「ポケット」

  だ十月だというのに、どうしてこんなに寒いのだろう。薄曇りの空を恨めしそうに睨み上げると綱吉は、大きな溜め息をひとつ、ついた。
  ほぅ、と吐き出す息が、微かに白い。
  両手を擦りあわせながらいつもより十分早い通学路を、獄寺の家に向かって歩いていく。
  それにしても、寒い。こんなことならいつもの時間に家を出ればよかったと、少しだけ後悔をする。
  獄寺の家へ行こうと決めたのは、朝、目が覚めた瞬間だ。思いつきでつい家を飛び出してしまったが、失敗だったかもしれない。
  冷たくなった手を何度もさすり、あたためながら綱吉は足早に道を歩いた。
  見慣れたいつもの十字路を、獄寺の家のほうへと進んでいく。いつもと違う景色を横目に歩くのは、なんだか不思議な感じがする。
  そんなことを考えながら歩いていると、道の向こうのほうに大きく手を振る獄寺の姿が見えた。
「おはようございます、十代目!」
  ピョンピョンと跳び跳ねながら、獄寺は手を振っている。たかが挨拶に大袈裟だなと思いながらも、あのリアクションを嬉しく思う自分がいる。
  そばへやって来るのを待ってから綱吉は、「おはよう」と声をかけた。
  言葉を発すると、またしても息が白く靄って見える。
「今日は寒いね」
  ありきたりな言葉しか出てこない自分が少し恥ずかしい。
  ちらりと窺うように獄寺を見ると、彼は綱吉の胸の内を気にするふうでもなく、楽しそうににこにこ笑っている。
「どうしたんスか、十代目。学校はあっちですよ」
「……迎えに、来たんだ」
  綱吉はポソリと呟いた。
「いつも獄寺君には迎えに来てもらっているから、たまにはオレが、その……」
  うつむいてボソボソと口の中で言っていると、獄寺は今にも泣きそうな、怒っているような、妙な顔をして綱吉を睨みつけてくる。

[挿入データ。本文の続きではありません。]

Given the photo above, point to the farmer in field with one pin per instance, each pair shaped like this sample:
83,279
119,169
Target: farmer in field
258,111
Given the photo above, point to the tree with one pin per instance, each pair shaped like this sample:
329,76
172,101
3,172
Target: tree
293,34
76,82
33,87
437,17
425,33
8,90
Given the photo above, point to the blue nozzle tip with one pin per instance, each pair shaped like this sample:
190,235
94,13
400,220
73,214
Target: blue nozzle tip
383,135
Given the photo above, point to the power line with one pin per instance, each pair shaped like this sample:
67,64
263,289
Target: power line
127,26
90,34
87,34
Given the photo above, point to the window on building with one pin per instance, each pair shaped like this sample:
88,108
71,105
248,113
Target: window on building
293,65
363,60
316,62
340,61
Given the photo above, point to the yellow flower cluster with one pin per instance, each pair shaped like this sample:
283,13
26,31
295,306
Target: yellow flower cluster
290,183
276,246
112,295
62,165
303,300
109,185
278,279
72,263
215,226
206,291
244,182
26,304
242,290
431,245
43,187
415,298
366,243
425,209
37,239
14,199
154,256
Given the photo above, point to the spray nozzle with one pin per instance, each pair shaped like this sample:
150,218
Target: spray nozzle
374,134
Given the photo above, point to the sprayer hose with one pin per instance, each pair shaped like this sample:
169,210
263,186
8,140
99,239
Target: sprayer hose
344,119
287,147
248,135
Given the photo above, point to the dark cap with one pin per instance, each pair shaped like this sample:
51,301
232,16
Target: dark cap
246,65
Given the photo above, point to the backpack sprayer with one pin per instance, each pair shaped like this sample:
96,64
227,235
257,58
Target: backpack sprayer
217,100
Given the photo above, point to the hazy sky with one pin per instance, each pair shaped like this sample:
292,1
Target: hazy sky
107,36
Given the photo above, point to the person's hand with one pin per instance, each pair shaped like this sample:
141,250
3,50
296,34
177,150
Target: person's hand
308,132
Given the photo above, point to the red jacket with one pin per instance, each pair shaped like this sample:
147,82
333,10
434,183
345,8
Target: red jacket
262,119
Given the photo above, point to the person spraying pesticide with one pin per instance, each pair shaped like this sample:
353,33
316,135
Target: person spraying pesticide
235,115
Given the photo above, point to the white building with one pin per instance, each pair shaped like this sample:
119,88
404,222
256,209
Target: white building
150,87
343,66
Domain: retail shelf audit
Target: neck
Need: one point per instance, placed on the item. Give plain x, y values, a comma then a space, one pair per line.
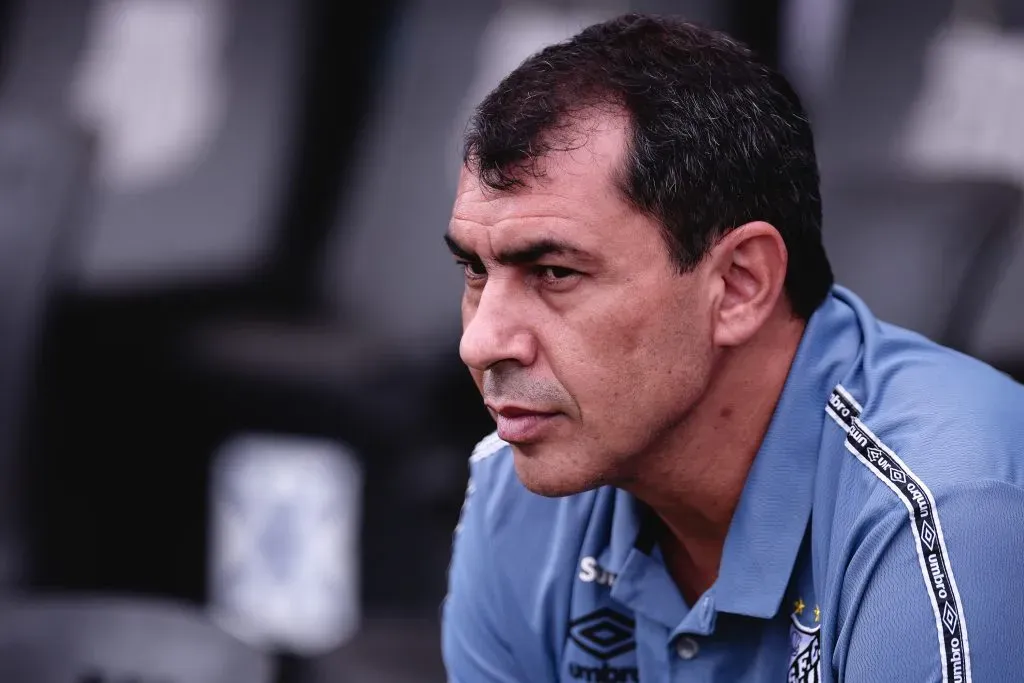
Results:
693, 482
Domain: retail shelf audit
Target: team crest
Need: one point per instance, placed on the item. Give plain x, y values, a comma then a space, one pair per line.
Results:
805, 649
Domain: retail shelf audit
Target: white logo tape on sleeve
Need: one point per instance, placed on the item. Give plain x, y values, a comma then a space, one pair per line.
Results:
953, 648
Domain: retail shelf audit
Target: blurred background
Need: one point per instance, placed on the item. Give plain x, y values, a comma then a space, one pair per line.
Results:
233, 424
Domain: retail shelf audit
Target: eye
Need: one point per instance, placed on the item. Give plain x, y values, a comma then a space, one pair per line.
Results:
555, 272
556, 278
473, 269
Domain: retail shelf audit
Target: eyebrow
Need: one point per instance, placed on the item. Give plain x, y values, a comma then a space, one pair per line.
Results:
523, 254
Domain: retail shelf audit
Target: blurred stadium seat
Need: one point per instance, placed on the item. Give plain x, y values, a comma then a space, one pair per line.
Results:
93, 639
924, 252
43, 164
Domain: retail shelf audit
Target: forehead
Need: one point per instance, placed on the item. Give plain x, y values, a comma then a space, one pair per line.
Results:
573, 199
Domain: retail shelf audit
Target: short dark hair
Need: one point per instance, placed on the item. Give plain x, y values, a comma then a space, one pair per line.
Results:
718, 138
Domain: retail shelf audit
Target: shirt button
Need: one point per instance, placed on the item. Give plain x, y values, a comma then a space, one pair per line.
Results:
687, 648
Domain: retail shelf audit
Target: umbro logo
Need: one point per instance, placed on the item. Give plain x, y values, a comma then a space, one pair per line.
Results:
603, 633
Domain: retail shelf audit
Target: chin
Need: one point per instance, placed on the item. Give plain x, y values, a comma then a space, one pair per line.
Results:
555, 473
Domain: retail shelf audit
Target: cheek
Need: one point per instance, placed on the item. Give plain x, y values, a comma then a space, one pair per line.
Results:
643, 360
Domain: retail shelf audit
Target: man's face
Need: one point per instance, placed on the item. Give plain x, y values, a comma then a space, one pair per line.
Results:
588, 345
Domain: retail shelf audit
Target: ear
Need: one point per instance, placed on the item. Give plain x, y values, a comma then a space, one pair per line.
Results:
749, 265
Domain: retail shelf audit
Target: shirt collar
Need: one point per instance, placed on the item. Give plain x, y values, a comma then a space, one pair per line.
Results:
771, 517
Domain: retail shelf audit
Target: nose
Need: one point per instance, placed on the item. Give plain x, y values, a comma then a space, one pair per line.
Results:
494, 331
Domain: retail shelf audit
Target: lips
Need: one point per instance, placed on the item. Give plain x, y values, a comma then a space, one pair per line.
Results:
517, 424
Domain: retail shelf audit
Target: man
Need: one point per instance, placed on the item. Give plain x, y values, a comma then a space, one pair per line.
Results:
711, 464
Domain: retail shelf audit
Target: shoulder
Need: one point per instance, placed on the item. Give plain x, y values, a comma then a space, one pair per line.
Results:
948, 417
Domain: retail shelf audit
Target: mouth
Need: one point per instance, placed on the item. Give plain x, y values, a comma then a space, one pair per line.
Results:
517, 424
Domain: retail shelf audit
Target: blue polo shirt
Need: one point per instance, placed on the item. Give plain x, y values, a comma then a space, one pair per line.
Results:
879, 538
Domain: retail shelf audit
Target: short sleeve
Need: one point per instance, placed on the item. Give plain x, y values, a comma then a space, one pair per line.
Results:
473, 647
944, 599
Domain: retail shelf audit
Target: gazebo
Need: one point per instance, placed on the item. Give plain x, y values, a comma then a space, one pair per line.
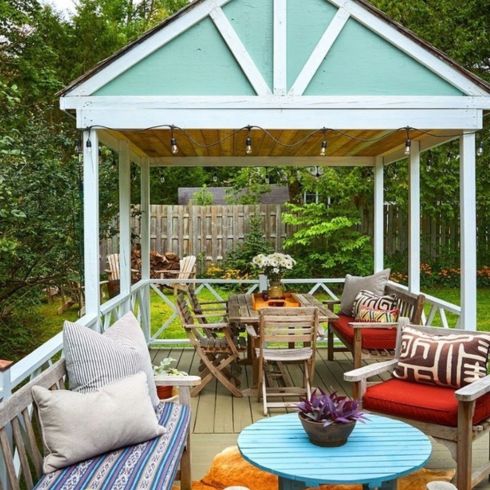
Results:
275, 83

  獄寺のこんな恐い表情にお目にかかるのは、随分と久しぶりだ。
  失敗したかなと綱吉は思う。
「あ……あのっ、獄寺君?」
  顔を覗き込むと、睨みつけられた。
  ヒッ、と喉の奥で悲鳴があがる。
  怒ってる……獄寺君、絶対怒ってるよね──胸の内で自問自答しながら綱吉は、ビクビクしている。
  じりじりと後退りながら獄寺から距離を取ろうとしたその瞬間、ガシリと手を捕まれた。

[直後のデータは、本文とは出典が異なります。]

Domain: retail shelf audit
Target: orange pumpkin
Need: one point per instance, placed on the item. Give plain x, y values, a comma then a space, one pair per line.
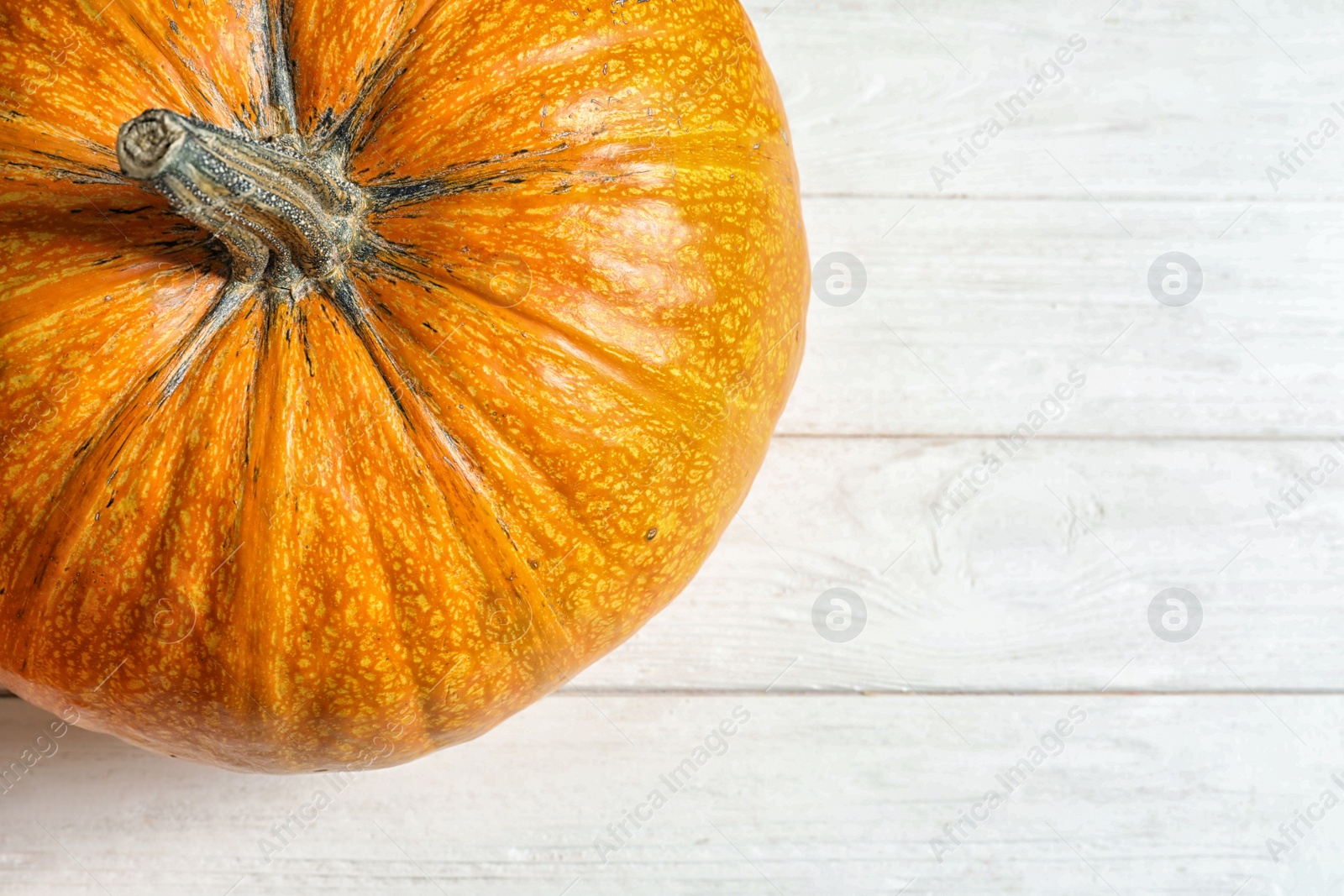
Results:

「ダメですよ、十代目。こんなに手が冷たくなってるじゃないっスか」
  鋭い眼差しが、ギロリと綱吉を睨みつける。
「ヒィッ!」
  驚いてつい声を上げてしまったが、それは獄寺の表情があまりにも険しかったからだ。
「ほら、ポケットに手、入れてくださいよ」
  言いながら獄寺は、綱吉の手を自分のブレザーのポケットに押し込んだ。すぐに獄寺の手もポケットに入ってきて、綱吉の手をそっと握りしめてくる。
「あったかいっスね、こうしてると」
  あたたかいのは綱吉のほうで、獄寺はもしかしたら冷たいのではないだろうか。
  それでも彼は文句ひとつ口にするでもなく、嬉しそうに綱吉を見つめている。
「う……ん」
  頷いて綱吉は、獄寺の手のぬくもりを感じた。
  ポケットの中で絡み合わせた指先はポッと火が灯ったようにあたたかで、幸せな感触がする。
  ちらりと盗み見た獄寺の横顔は、なんとも幸せそうで、綱吉の指先に灯った炎のようにあたたかな表情をしていたのだった。